The news broke at Katsucon over the weekend that the classic Shonen Jump manga Kimagure Orange Road, which has never before been translated into English, will be published digitally in English starting in April, via NTT Solmare's ComicFriends Facebook App and eventually in the Kindle and iBook stores as well.
The manga, which is 18 volumes long, is a love triangle with a supernatural twist, because the main character, Ky?suke, is an esper, and he and his family have had to leave their hometown because of their supernatural powers, which they do their best to conceal. The other two corners of the triangle are Madoka and Hikaru, who are also best friends with one another; in the beginning, at least, Madoka comes off as "whimsical" and sweet, while Hikaru is rougher, although she warms up over time—a classic "tsundere" character. The original series ended rather abruptly, but Matsumoto expanded the ending for the wideban edition.

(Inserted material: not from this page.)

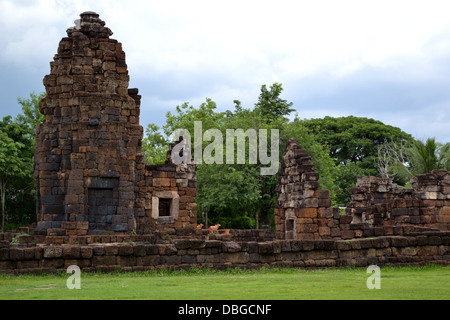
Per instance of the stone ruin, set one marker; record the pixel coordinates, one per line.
(89, 166)
(100, 207)
(378, 208)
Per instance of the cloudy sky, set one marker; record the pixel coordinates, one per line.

While the manga has never been published legally in English, the anime was released by AnimEigo in the 1990s. It is now out of print.

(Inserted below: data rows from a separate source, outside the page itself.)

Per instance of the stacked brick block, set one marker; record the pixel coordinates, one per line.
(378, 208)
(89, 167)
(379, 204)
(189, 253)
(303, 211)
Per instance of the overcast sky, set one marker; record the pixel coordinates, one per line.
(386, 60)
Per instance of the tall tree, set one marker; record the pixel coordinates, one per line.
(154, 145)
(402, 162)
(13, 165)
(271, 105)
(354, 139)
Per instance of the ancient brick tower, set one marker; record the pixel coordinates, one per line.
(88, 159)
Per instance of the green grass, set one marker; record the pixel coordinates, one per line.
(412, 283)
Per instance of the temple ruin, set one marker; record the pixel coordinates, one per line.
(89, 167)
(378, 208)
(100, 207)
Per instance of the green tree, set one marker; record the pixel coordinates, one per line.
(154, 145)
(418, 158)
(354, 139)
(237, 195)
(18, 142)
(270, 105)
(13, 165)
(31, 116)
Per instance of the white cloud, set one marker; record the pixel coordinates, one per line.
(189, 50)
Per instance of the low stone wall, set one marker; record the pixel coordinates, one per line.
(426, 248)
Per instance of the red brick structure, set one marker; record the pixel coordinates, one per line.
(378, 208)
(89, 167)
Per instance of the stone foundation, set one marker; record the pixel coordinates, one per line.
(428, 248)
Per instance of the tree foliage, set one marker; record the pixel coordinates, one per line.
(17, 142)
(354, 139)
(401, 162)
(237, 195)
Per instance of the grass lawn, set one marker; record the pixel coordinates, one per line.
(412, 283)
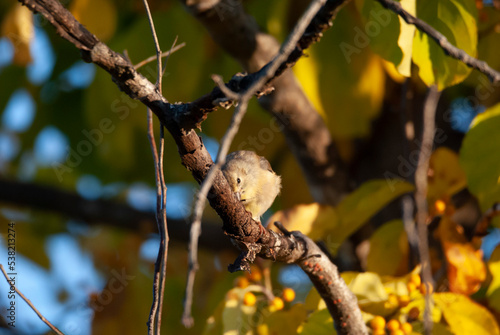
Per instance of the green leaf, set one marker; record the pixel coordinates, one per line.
(482, 144)
(334, 225)
(319, 323)
(359, 206)
(464, 316)
(388, 249)
(456, 20)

Given the popularity of Shonen Jump titles—the magazine is the home of best-sellers Naruto, Bleach, and One Piece—why has it taken so long for Kimagure Orange Road to make it into English? Sean Gaffney wrote an interesting post on this a while ago that goes into the different factors involved in licensing manga. Although Kimagure Orange Road was an influential manga in its time, the romantic-triangle formula (especially with one sweet girl and one tsundere girl) has become commonplace, and the flood of imitators might, ironically, reduce the demand for the original. The fact that the series has already been scanlated might also be a problem, and Gaffney further points out that the 1980s-era art (the series ran from 1984 to 1987) does look dated.

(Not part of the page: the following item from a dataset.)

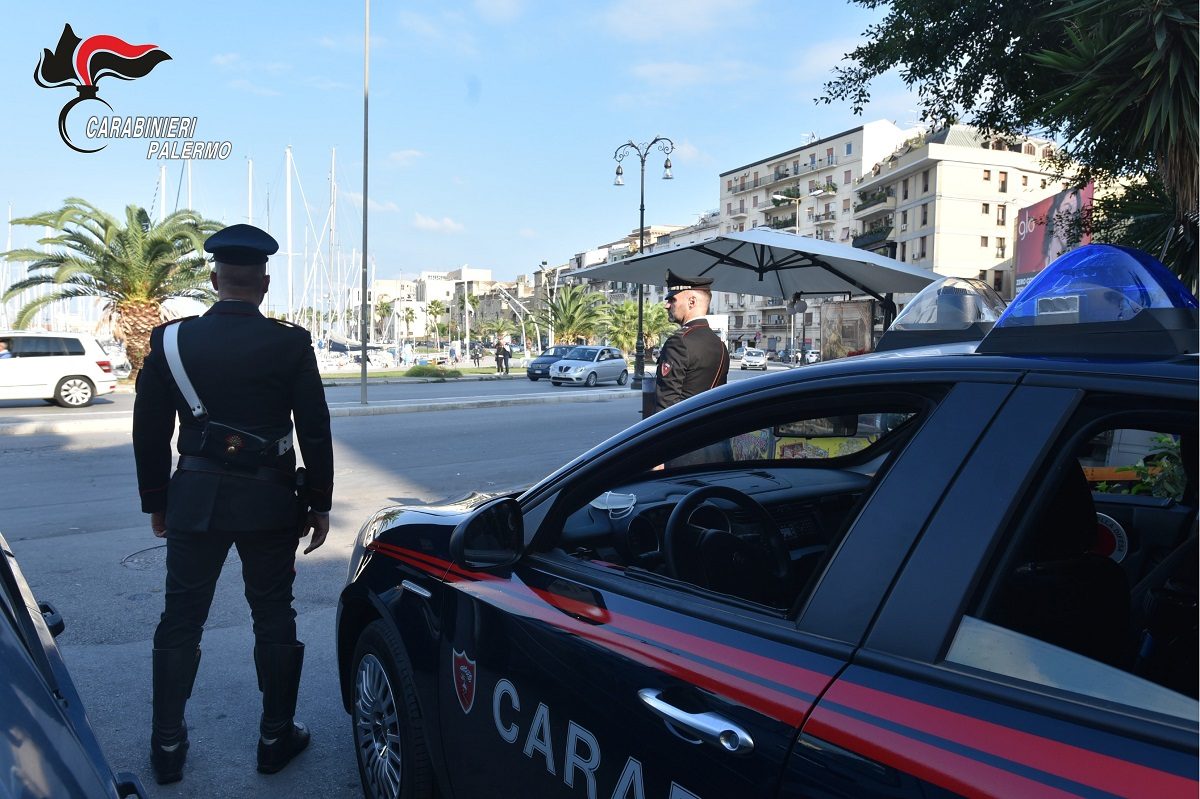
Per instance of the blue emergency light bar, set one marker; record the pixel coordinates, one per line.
(1099, 300)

So why now? The advent of digital distribution, and changes in business practices, are making it easier for publishers to release manga that appeal to a small but hard-core group of fans. While digital eliminates the cost of paper, a more important factor may be that the publisher does not have to pay a license fee—in this case, the Japanese publisher seems to be releasing it directly, skipping the U.S. publisher altogether. Will it work? It's too early to say, but the ComicFriends app already has a lot of interesting manga available, and a popular series like this might be the tipping point for them—meaning that it will.